Phase 1 (July 2014 – June 2015):
How do existing social prescribing schemes work in UK cultural and arts organisations (and selected countries including Australia, New Zealand, Canada, US and EU)?
How were such schemes set up, who are the participants, what partners are involved and what were the critical success factors in implementation?

What is the value and impact of such schemes to participants (e.g. patients) and key stakeholders (e.g. hosting organisations, local government, referrers)?

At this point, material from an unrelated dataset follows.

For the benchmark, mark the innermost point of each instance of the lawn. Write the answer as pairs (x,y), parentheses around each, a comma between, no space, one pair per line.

Phase 2 (July 2015 – June 2017):
In the development of a new social prescription scheme (Museums on Prescription), targeting older adults, what will be the critical success factors in implementation, and what are the cost-benefits?
What is the value and impact of a Museums on Prescription scheme for older adult participants in relation to social isolation, loneliness, psychological and subjective wellbeing?
What is the value and impact of a Museums on Prescription scheme for stakeholders (museums, health/social care providers, third sector organisations) in two distinct settings: an urban setting (Central London) compared to a regional setting (Kent)?
What is the value and impact of a Museums on Prescription scheme for a small museum (e.g. Islington Museum, The Beaney Museum) compared to a larger national museum (e.g. The British Museum)?

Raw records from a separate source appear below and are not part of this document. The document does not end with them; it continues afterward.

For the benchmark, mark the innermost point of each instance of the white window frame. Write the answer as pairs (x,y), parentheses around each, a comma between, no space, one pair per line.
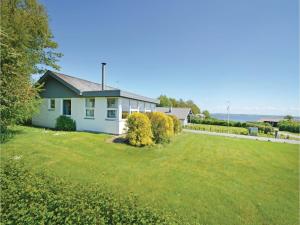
(89,108)
(49,104)
(62,107)
(113,109)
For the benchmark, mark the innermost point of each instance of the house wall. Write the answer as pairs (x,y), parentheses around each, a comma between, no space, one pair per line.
(47,118)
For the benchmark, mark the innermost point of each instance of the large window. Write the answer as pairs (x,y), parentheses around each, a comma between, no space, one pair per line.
(112,106)
(51,104)
(90,107)
(67,107)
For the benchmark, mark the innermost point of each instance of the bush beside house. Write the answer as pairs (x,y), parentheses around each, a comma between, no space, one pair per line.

How can lessons learned from the development of novel Museums on Prescription schemes be used to inform the practice of other museums through the creation of a standardised MoP model?
How transferable will a Museums on Prescription model be to other museums?

What can different data collection methodologies and techniques, from across the humanities, social sciences and health, tell us about understanding the value and impact of cultural activities on health and wellbeing.

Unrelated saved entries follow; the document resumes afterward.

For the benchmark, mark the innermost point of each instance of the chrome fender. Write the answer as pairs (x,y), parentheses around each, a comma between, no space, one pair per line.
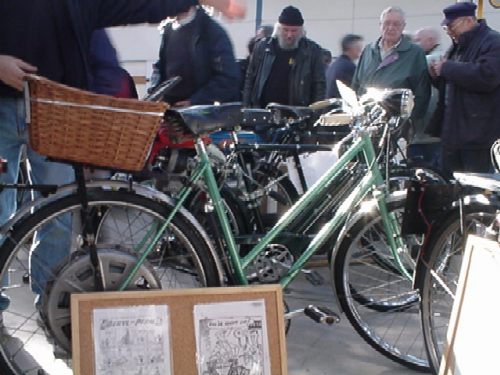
(366,207)
(111,185)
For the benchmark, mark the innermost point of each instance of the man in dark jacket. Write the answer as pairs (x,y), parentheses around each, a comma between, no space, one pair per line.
(343,67)
(196,48)
(52,38)
(467,117)
(286,68)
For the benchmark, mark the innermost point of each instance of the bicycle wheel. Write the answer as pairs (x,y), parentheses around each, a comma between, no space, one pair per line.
(35,338)
(379,302)
(439,272)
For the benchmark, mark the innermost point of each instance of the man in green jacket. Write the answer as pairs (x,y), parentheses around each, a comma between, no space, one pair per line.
(393,61)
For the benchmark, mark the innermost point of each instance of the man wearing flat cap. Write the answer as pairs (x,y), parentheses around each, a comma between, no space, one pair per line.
(467,117)
(286,68)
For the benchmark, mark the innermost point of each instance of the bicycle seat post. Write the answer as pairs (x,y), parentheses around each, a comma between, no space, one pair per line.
(88,236)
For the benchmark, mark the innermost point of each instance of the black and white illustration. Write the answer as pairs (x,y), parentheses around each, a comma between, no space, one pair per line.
(133,340)
(231,338)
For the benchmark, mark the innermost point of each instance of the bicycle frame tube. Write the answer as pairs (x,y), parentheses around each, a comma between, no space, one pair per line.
(362,146)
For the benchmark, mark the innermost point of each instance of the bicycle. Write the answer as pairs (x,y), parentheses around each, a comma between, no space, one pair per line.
(474,211)
(130,237)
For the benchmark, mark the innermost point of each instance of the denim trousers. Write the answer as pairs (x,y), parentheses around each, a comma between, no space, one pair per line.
(52,243)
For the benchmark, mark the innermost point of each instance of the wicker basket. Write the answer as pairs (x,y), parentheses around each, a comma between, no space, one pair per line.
(78,126)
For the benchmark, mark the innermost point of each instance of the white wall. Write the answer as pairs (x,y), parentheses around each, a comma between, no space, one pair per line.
(326,21)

The project is supported by work carried out over several years into museums, touch and wellbeing, assessing the benefits of discussing and handling heritage objects in healthcare settings.

Research team

Professor Helen Chatterjee is the Principal Investigator and Head of the project. Helen is a Professor of  Biology in UCL’s School of Life and Medical Sciences, and Head of Research and Teaching in UCL Culture.

Professor Paul Camic is Co-Investigator and Professor of Psychology & Public Health and Research Director, Salomons Centre for Applied Psychology, Canterbury Christ Church University.
Paul Camic's website

Dr Linda Thomson is the project’s Lead Postdoctoral Research Associate and Cognitive Psychologist at UCL.

Dr Bridget Lockyer is the project's Postdoctoral Research Fellow at Canterbury Christ Church University.

Dr Theo Stickley is the project’s External Advisor and Associate Professor of Mental Health at the University of Nottingham.

London and Kent workshops
Workshops held during Nov 2015 provided opportunities for an exchange of ideas about museum sessions for older adults including access, recruitment and suitability of activities.

Workshop presentations & resources:

UCL_MoP_Overview.pdf
Beaney_Discussion_Points.pdf
UCL_Museums_Offer.pdf
Maidstone_Museum_Offer.pdf

For a review of Social Prescribing see:
Chatterjee, HJ, Camic, PM, Lockyer, B and Thomson, LJ (2017) Non-clinical community interventions. A systematised review of social prescribing schemes. Arts & Health. DOI: http://dx.doi.org/10.1080/17533015.2017.1334002

Partner organisations

Age UK Camden, Canterbury, Islington, Maidstone and Tunbridge Wells
Arts Council England
The British Museum
The British Postal Museum and Archive
Camden Council (Housing and Adult Social Care)
Camden and Islington NHS Foundation Trust (Camden Psychological Services)
Canterbury Christ Church University
Canterbury Museums and Galleries
Central Saint Martins Museum and Study Collection
The Claremont Project
Islington Museum and Archives
Kent County Council (Children, Families and Education)
Kent and Medway NHS Partnership Trust
Maidstone Museum & Bentlif Art Gallery
New Economics Foundation (NEF Consulting)
Royal Society for Public Health
Tunbridge Wells Museums & Art Gallery
UCL Museums & Collections

Museums on Prescription is a multi-site collaboration involving a range of partner organisations.